Mérida, November 7, 2008 (venezuelanalysis.com)– On Friday, the Venezuelan state oil company PDVSA and the Russian company Gazprom began drilling for gas in the Gulf of Venezuela. Government officials from both energy giants further concretized an alliance with cooperation agreements in a wide variety of areas, including nuclear energy, gold mining, and flights between the two countries.
"The relationship between Venezuela and Russia is of strategic business character," said Igor Sechin, the vice prime minister of Russia, in Caracas.
Venezuelan President Hugo Chavez said the initiation of gas exploration "is as important as launching the Simon Bolivar satellite a week ago," referring to the satellite that China manufactured and launched as part of a bilateral investment accord with Venezuela.
"Now a new stage of history has begun, because we are free, we are not a colony and we make use of our freedom. We have liberated ourselves from imperialism," said Chávez.

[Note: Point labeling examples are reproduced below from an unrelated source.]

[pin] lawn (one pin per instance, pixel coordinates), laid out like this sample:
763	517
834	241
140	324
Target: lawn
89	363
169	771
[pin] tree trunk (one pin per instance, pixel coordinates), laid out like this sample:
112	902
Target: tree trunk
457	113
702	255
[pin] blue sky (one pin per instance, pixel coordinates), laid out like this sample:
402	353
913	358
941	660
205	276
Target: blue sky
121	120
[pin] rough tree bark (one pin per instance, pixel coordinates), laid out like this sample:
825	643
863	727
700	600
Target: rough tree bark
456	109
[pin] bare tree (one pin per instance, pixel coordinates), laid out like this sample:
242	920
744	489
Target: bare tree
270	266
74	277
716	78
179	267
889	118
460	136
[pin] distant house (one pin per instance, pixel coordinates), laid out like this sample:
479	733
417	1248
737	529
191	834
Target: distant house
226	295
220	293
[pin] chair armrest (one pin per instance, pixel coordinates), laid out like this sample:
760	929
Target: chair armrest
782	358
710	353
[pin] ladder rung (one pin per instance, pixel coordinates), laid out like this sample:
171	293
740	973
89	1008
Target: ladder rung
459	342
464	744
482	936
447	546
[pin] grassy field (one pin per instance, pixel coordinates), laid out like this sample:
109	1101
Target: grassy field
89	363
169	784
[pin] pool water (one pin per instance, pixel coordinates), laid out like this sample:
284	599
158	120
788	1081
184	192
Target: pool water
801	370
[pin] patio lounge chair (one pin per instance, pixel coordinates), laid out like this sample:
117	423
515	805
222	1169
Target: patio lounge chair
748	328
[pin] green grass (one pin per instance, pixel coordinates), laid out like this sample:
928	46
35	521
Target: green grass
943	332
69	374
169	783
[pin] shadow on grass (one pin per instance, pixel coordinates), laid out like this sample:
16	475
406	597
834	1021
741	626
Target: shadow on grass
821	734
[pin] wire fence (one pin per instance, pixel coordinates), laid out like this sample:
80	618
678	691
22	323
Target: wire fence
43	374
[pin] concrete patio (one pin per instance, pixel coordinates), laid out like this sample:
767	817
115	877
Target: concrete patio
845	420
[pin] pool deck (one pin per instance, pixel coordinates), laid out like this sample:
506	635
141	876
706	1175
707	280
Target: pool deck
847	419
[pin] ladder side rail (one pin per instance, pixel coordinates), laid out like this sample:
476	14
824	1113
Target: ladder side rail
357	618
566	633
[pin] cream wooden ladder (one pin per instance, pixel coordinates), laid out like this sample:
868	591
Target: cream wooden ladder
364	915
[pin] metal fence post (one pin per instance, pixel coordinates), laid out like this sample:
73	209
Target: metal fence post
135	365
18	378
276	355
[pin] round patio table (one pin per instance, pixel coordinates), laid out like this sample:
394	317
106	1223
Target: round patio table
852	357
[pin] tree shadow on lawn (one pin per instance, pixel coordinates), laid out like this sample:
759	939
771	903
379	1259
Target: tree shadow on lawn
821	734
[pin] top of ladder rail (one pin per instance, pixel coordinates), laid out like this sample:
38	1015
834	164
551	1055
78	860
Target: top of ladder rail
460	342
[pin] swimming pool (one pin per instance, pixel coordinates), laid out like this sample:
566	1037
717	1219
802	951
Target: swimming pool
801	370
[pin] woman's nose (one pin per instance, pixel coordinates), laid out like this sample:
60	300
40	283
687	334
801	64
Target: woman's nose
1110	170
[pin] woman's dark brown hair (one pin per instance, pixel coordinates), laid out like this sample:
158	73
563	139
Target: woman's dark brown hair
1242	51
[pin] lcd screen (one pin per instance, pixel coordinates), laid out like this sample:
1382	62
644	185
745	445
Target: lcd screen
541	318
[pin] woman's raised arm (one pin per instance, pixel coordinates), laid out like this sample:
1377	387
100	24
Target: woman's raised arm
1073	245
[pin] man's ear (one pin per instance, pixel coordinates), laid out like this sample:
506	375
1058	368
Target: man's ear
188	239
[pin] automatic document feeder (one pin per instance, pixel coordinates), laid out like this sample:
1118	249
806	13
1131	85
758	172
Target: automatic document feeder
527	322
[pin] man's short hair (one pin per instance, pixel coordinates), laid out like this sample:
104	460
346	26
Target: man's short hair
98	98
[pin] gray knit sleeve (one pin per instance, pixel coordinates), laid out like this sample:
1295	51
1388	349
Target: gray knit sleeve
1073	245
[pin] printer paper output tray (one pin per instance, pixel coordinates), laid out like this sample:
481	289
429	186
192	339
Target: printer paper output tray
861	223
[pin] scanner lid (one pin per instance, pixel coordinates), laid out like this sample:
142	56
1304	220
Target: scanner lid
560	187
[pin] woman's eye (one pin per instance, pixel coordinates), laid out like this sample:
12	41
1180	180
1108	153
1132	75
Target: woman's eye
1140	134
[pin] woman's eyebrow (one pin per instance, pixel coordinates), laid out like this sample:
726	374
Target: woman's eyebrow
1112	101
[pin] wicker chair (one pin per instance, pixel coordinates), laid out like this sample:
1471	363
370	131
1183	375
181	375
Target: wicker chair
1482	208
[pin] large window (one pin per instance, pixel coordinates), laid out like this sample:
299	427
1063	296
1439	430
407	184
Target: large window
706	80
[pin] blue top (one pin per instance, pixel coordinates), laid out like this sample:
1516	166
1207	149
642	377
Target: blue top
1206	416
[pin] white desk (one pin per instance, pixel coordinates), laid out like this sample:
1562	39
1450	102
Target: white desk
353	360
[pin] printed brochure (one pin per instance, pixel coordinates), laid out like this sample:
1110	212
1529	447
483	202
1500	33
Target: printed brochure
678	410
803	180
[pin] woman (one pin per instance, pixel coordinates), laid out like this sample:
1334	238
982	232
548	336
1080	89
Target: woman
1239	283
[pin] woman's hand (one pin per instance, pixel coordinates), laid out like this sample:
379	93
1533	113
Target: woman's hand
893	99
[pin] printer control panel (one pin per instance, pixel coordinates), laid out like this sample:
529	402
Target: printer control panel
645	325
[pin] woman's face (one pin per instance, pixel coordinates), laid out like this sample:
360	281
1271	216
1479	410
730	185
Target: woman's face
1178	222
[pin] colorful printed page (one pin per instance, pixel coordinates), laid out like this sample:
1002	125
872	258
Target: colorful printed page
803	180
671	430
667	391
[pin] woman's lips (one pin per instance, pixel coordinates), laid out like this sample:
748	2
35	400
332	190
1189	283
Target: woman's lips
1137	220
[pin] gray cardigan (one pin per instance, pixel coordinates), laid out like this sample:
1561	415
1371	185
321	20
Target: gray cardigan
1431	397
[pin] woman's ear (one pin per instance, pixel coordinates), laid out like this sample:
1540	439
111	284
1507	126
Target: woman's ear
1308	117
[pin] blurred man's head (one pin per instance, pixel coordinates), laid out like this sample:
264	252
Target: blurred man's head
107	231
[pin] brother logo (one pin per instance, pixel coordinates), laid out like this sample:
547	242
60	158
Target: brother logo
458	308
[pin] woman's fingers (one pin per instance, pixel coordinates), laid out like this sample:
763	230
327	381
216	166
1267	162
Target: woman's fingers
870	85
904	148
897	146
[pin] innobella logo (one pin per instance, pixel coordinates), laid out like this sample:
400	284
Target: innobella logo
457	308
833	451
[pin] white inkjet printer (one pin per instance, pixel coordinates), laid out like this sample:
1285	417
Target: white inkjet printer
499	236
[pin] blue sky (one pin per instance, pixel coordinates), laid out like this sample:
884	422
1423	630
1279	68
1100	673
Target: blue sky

According to the president, Venezuela's "Caribbean Gas Belt," stretching along the entire coast, contains 200 trillion cubic feet of natural gas reserves. Last month Chavez announced that Venezuela would build a new naval base on its largest island to defend the reserves.
"It is a great advantage for Venezuela to count on Russia's presence and the company Gazprom in the Gulf," said Chavez. Venezuela should be able to produce its own gas within five years, thanks to Russia's agreement to transfer technology to Venezuela and train Venezuelan workers, he said.
Also, Chávez announced that on November 26th of this month, Russian President Dmitri Medvedev will visit Venezuela, the first Russian President to do so ever.
Extensive teams of government authorities from the two countries set up more than twenty commissions to manage nearly fifty bilateral projects in education, finances, arms purchases, light industries, mining, infrastructure, energy, telecommunications, science and technology, environment, citizen security, culture, sports, and tourism.
The countries moved forward on several projects that were launched over the past year, including Venezuela's development of civilian nuclear energy, a binational bank, purchases of Russian military equipment, and a joint energy company made up of five Russian firms and PDVSA.
They also discussed the construction of an aluminum plant and automobile factories in Venezuela, and a possible commercial flight between Caracas and Moscow.
According to statements by Venezuela's Basic Industries and Mining Minister, Rodolfo Sanz, on Thursday, the Venezuelan government might grant the Russian mining firm Rusoro partnership with Venezuelan state mining companies in two major gold projects in Venezuela, Las Cristinas and Las Brisas.
Sanz had announced on Tuesday the government's intention to nationalize the two gold deposits, which are currently controlled by the Canadian firm Crystallex and Washington State-based Gold Reserve.
According to Venezuelan Major General Jesus Gonzalez, Venezuela will continue purchasing Russian arms until it has "sufficient strength" to defend its territory and oil.
"I do not doubt that the United States wants to come looking for petroleum here," said Gonzalez. Even with new president-elect Barack Obama, "the end goal and purpose of the United States will be the same: To dominate the world," he said.
Venezuela has purchased $4.4 billion worth of Russian weapons since 2005 and in September Russia approved a $1 billion loan to Venezuela for future arms purchases.
Venezuela's Foreign Relations Minister Nicolas Maduro said, "This alliance with Russia forms part of the effort to construct a multi-polar world" that is based on the principles of "respect for sovereignty, equality among states, and on the basis of a constructive agenda."
Maduro emphasized the need to end war and construct a new financial system to prevent states from dominating other states in order to exploit their natural resources.